Bloomberg – Iceland may pay the highest yield in six years when it sells as much as 1.5 billion kronur ($19.8 million) of government bonds this week as the central bank raises interest rates and hedge funds roil the nation’s markets.
The yield on Iceland’s 7 percent note due March 2010 soared more than 1.5 percentage points since Fitch Ratings cut its outlook for the government’s debt on Feb. 21. The warning spurred an exodus by investors who had poured money into the nation’s stock, bond and currency markets in the past four years.
“It’s a small country that’s falling victim to foreign investors, including hedge funds,” Peregrine Hood, a trader in Geneva at fixed-income broker Bridport & Cie., said in an interview last week. Bridport told clients to get out of Icelandic debt in November and continues to advise them to avoid the country as inflation picks up, Hood said.
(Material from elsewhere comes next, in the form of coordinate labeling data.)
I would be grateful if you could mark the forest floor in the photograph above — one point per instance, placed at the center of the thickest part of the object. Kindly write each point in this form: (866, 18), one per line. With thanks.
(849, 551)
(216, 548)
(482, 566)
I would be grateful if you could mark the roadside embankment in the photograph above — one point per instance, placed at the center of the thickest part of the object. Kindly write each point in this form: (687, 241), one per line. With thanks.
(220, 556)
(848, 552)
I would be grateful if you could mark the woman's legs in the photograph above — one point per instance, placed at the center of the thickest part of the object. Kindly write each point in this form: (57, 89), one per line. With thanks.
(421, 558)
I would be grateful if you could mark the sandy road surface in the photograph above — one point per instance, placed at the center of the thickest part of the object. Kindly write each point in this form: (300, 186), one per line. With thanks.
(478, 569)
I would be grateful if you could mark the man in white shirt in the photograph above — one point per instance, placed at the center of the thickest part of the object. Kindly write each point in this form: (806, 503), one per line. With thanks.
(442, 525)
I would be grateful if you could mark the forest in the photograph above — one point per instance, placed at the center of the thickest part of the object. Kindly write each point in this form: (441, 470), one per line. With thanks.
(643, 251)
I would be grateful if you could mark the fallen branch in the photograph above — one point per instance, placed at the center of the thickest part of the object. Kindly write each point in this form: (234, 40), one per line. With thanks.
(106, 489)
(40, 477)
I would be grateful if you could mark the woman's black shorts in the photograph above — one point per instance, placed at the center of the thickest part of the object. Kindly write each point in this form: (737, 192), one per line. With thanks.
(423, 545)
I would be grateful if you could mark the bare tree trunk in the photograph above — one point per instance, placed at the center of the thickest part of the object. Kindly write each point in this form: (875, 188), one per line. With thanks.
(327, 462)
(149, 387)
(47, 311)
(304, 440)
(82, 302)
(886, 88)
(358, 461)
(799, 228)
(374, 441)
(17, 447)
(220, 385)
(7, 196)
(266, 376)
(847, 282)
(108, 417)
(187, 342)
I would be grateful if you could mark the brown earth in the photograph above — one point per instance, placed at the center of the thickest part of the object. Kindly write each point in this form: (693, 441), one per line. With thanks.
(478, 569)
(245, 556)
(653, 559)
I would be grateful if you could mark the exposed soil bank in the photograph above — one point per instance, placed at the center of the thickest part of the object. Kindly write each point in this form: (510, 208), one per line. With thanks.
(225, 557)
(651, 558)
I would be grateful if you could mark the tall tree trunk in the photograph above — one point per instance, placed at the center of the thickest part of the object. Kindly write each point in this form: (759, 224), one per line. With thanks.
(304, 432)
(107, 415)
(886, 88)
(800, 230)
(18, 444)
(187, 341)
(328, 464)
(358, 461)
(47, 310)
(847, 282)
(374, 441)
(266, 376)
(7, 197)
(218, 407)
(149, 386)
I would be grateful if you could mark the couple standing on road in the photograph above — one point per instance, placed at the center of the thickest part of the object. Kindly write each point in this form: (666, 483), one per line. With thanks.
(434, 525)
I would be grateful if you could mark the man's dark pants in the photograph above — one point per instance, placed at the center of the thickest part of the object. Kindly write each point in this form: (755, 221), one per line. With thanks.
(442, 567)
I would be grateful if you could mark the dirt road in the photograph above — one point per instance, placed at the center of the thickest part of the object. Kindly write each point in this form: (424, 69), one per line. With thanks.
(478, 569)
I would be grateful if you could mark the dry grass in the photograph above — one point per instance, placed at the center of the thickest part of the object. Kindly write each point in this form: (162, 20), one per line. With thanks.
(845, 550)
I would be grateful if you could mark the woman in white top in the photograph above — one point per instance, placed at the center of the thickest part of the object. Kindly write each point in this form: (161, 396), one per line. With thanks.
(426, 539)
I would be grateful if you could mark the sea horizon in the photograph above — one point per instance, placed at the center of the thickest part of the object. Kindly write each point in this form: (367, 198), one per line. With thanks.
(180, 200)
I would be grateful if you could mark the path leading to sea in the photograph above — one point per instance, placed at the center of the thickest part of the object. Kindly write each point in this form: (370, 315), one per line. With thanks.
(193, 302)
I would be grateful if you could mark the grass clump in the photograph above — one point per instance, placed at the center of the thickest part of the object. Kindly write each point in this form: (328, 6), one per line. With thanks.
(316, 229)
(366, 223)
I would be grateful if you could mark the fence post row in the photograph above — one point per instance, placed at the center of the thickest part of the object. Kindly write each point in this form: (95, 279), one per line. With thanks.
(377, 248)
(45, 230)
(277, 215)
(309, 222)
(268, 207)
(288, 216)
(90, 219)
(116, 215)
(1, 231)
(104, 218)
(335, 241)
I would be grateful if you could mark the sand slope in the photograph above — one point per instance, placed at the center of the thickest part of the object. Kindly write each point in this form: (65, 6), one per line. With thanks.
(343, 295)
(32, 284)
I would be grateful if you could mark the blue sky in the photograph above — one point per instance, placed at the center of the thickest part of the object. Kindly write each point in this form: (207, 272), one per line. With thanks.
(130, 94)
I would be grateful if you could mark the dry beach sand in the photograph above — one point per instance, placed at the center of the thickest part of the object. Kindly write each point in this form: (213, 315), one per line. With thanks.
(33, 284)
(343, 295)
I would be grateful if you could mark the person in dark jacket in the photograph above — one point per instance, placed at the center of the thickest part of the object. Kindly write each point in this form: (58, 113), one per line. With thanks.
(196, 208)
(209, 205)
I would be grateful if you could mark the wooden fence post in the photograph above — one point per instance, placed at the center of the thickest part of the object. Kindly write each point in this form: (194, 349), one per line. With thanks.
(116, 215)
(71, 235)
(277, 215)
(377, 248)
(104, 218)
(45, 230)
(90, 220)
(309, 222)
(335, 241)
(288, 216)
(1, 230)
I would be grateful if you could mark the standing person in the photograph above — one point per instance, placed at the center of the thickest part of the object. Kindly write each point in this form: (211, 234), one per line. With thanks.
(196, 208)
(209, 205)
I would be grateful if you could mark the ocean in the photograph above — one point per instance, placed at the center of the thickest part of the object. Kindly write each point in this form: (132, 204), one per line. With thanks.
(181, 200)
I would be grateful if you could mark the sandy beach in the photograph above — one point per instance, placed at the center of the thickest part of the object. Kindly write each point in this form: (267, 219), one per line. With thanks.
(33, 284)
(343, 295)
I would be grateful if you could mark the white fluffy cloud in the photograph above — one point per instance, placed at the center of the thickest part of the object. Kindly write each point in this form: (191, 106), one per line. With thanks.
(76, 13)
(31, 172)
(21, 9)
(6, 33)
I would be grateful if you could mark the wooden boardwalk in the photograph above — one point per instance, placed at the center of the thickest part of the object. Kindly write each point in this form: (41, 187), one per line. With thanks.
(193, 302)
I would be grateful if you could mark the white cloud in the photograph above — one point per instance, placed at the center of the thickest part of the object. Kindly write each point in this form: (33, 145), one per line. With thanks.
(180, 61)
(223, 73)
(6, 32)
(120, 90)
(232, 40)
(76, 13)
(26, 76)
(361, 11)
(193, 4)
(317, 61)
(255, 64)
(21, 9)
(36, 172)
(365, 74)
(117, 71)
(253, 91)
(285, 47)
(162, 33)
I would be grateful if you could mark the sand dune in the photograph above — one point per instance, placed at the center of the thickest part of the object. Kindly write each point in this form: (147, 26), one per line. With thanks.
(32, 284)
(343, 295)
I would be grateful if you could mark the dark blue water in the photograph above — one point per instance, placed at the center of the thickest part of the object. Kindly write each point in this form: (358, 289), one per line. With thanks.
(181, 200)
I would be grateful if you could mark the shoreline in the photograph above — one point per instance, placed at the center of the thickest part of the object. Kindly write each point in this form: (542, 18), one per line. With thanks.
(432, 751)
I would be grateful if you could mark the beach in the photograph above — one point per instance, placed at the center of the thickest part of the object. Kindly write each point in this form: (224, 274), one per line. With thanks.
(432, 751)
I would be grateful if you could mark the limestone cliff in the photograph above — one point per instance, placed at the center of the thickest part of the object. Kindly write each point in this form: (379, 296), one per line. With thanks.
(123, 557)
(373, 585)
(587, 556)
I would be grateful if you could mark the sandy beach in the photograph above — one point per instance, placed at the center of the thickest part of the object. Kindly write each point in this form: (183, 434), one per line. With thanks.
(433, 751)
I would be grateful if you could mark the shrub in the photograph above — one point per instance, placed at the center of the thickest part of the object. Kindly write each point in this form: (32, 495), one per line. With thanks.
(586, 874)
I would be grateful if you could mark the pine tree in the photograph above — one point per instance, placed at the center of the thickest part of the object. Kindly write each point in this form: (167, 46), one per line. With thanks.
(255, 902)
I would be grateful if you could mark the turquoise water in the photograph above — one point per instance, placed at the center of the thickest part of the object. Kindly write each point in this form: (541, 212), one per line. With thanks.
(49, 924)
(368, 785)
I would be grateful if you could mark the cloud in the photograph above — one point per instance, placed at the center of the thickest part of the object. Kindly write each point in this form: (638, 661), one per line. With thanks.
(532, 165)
Iceland canceled the last two monthly auctions of notes due 2010 rather than pay the yields that investors demanded. The note yielded 9.87 percent today in Reykjavik, according to Zurcher Kantonalbank ZKB, up from 8.1 percent at the government’s last sale on Jan. 18. The increase suggests the government will pay 17.7 million kronur more in annual interest for each 1 billion kronur it auctions tomorrow.